Medical experts have called for multidisciplinary collaborations among specialties, saying that leveraging the unique skills and insights from each specialty could improve patient care.
Multidisciplinary breast care clinic models have been employed in hospital systems and have been shown to reduce cancer-specific treatment delays and mortality. However, Kobzeva-Herzog said that the effect of this approach has not been evaluated on vulnerable patients receiving care from safety net hospitals.
The researchers studied how visits to a newly implemented multidisciplinary breast care clinic, implemented in 2019, affected time to treatment for patients at a safety net hospital. With this model, patients need to see only one specialist rather than several specialists separately.
The study included data from 734 women with an average age of 58.5 years. Of the total, 45.8% were Black and 48.4% were covered by Medicaid. Also, of the total, 28.9% of the women were seen in the multidisciplinary breast care clinic. These women were younger (55.7 years vs. 59.6 years, p < 0.001) and were less likely to be of Hispanic ethnicity (18.4% vs. 27.6%, p = 0.01) compared with women not seen in the clinic.
The researchers reported that most of the women seen in the multidisciplinary clinic had invasive breast cancer diagnoses as opposed to ductal carcinoma in situ (DCIS). And women in this clinic had shorter time to initial treatment, more commonly underwent chemotherapy, and less often underwent surgery compared with women who did not attend the multidisciplinary clinic.
Comparison between breast cancer patients seen or not seen in multidisciplinary care clinic | |||
Measure | Non-multidisciplinary clinic | Multidisciplinary clinic | p-value |
Invasive breast cancer diagnoses | 60.3% | 86.8% | < 0.001 |
Time to initial treatment | 46.9 days | 35.0 days | < 0.001 |
Chemotherapy | 11.5% | 48.6% | < 0.001 |
Surgery as first treatment method | 77.2% | 43.4% | < 0.001 |
The team also found no statistically significant difference in time to first appointment between the two cohorts.

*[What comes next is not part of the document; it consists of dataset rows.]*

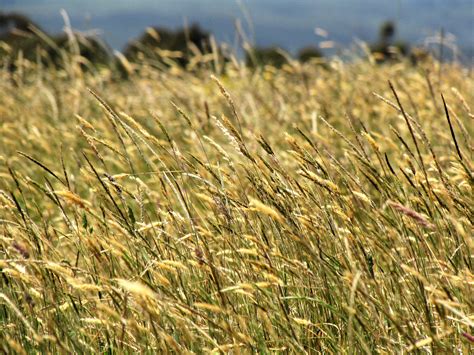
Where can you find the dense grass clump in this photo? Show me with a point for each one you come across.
(221, 209)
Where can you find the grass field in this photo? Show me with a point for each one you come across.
(300, 210)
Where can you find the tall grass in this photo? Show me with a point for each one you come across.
(303, 210)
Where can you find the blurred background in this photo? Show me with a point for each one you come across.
(288, 24)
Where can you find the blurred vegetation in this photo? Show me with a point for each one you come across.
(388, 47)
(259, 56)
(160, 42)
(21, 38)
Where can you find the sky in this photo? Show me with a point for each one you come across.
(289, 24)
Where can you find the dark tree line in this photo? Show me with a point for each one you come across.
(22, 35)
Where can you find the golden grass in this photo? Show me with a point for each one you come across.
(308, 209)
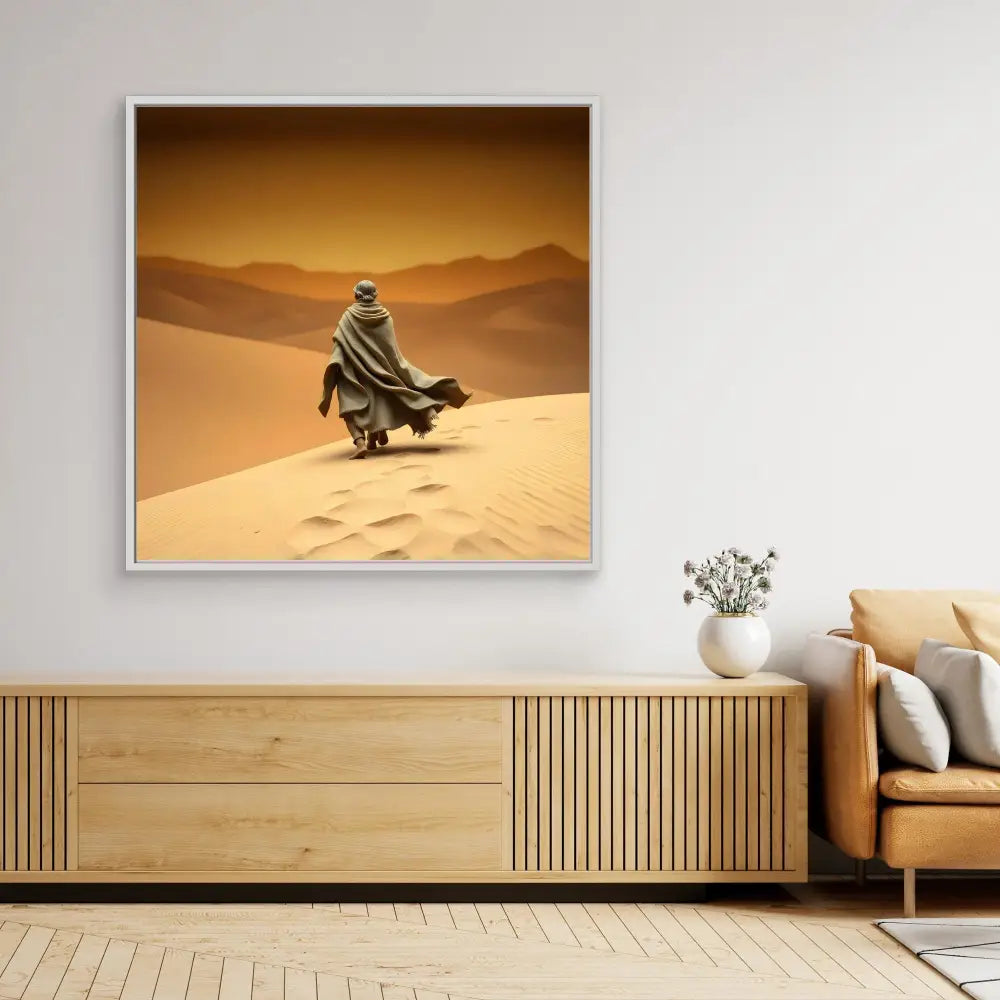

On subgroup analysis of chemotherapy-first patients, women seen in the multidisciplinary clinic had shorter time to first appointment (10.2 days vs. 18.1 days, p = 0.011) and decreased time to initial treatment (27.1 days vs. 42.6 days, p < 0.001) compared with the traditional outpatient model. The team found no statistically significant associations between surgery-first patients seen in the multidisciplinary clinic and time to first appointment or time to initial treatment.
And on multivariable analysis, invasive histology showed an association with being seen in the multidisciplinary clinic (odds ratio [OR], 4.29, with 1 as reference; p < 0.001). Hispanic ethnicity (OR, 0.55; p = 0.014) and older age (OR, 0.98; p = 0.021) were less often tied to being seen in this clinic.
“Moving forward, the multidisciplinary breast cancer clinic can serve as a model to reduce disparities in vulnerable patient populations,” Kobzeva-Herzog said.